New Telegraph

Fayemi decries lack of national unity

Says leaders easily slide into ethno-regional champions
…civilian regimes undermining national unity –Jega

Ekiti State Governor Dr. Kayode Fayemi and former Chairman of the Independent National Electoral Commission (INEC) Prof. Attahiru Jega, on Wednesday took a look at Nigeria’s national unity and said there is evidence of erosion and abandonment of national integration. The duo, who spoke at a summit organised by the National Prosperity Movement (NPM) in Abuja, attributed insurgency and militancy currently being witnessed in the country, to lack of faith in the Nigerian project. Fayemi, who was Special Guest of Honour, regretted that some people “entrusted with leadership responsibility very easily slide into the role of ethno-regional champions, xenophobes, and zealots.”

The Ekiti governor, who also doubles as the Chairman of the Nigeria Governors’ Forum, said unity cannot endure where injustice, exclusion, inequity and marginalisa-tion are embedded in the practice of governance. “That is why as leaders, we must pay attention at all times to ensure that as we work to deliver on our mandate, fairness and equity are made our watchwords at all times.

“Our commitment to these values must not simply be minimalist – doing only the barest minimum required of us by the constitution – or token, just for the sake of playing to the gallery, or even rhetorical, through the paying of lip service,” he stated.
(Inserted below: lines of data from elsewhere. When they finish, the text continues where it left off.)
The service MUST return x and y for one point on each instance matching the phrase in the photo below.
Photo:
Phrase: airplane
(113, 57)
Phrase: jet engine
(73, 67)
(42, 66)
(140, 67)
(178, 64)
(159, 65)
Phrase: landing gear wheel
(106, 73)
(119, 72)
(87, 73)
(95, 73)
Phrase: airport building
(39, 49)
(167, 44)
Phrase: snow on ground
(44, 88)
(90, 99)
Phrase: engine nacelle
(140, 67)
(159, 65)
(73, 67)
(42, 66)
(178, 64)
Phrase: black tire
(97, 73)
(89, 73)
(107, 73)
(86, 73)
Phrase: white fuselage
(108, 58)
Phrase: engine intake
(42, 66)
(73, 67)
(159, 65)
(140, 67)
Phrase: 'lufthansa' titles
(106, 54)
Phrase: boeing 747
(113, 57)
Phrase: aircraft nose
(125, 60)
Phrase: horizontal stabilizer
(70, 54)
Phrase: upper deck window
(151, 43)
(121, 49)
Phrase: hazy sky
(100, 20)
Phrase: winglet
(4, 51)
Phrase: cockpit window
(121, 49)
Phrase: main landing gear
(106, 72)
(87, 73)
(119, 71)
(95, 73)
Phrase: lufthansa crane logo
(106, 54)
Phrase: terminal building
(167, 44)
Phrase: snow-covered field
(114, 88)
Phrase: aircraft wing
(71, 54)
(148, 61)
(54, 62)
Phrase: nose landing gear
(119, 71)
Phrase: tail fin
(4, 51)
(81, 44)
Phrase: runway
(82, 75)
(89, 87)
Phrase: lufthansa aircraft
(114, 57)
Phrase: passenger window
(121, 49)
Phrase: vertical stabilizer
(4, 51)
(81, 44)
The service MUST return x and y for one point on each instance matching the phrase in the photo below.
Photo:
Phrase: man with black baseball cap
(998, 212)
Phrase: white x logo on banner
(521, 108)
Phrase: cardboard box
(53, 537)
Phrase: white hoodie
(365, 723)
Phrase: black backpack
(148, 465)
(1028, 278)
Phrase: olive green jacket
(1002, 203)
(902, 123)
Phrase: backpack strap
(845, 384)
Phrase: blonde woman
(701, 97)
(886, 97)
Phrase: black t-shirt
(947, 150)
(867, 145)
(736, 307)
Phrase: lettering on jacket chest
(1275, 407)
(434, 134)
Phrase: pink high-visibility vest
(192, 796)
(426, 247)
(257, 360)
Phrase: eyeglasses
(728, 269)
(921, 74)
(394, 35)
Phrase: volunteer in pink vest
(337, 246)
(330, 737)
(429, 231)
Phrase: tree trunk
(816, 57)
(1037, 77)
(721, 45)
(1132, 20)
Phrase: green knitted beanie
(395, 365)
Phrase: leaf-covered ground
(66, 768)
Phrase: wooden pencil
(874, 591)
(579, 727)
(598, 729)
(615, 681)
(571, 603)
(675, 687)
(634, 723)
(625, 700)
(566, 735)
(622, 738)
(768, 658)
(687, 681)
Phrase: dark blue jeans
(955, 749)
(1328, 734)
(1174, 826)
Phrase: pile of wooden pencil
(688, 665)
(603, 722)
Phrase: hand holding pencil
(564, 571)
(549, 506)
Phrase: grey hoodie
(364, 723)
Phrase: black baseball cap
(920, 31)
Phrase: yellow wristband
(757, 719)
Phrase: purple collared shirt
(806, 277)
Although he admitted that no country in the world was created as a united entity from the outset, the governor stated that leaders are positioned to help moderate seasons of deep division in the polity, rather than becoming the ones who add fuel to a raging fire. “As leaders, we must not only embody the ideals of national unity but also be seen to be their active torch bearers at all time.

This way, we build popular trust in our actions and erase doubts about our intentions. “Fostering unity in a context of multiple diversities no doubt requires fulsome attention to equity, justice, fair play, and merit,” Fayemi stated. The governor disagreed that the amalgamation of 1914 was a mistake, noting that most countries in the world today are the products of an involuntary and/or compelled mergers of peoples who were once brought together under the same roof. These countries, according to him, had to work to forge bonds of unity among themselves.

He stated that unity anywhere and everywhere is an outcome that is generated out of initial conditions that are not by any means perfect. Jega, who was Keynote Speaker, said many young men and women are so frustrated that they are diverting their energies to aggressive behaviour and creativity to all sorts of criminality.

The former INEC Chairman stated that civilian administrations ate more culpable in undermining Nigerian unity than their military counterparts. According to him, military rule initially threatened and almost destroyed national unity before the civil war, but has through such programmes like reconciliation, rehabilitation and reconstruction, as well as the introduction of the National Youth Service Corps (NYSC) helped “accelerate the goal of national integration.”

Although he condemned the introduction of the federal character principle in employment into federal service, and the quota system of admissions into tertiary in stitutions, which he said laid the foundation for heightened mutual suspicions and fears, Jega said “civilian administrations, especially since 1999 seem to have, more or less, presided over the undermining if not destruction of the bases and foundations of national unity and integration in Nigeria.” Chairman of the occasion, Maj-Gen. Ibrahim Haruna (rtd) said insecurity, corruption and intolerance have continued to dominate Nigeria’s political scene despite the various mantras introduced by successive civilian administrations in the country.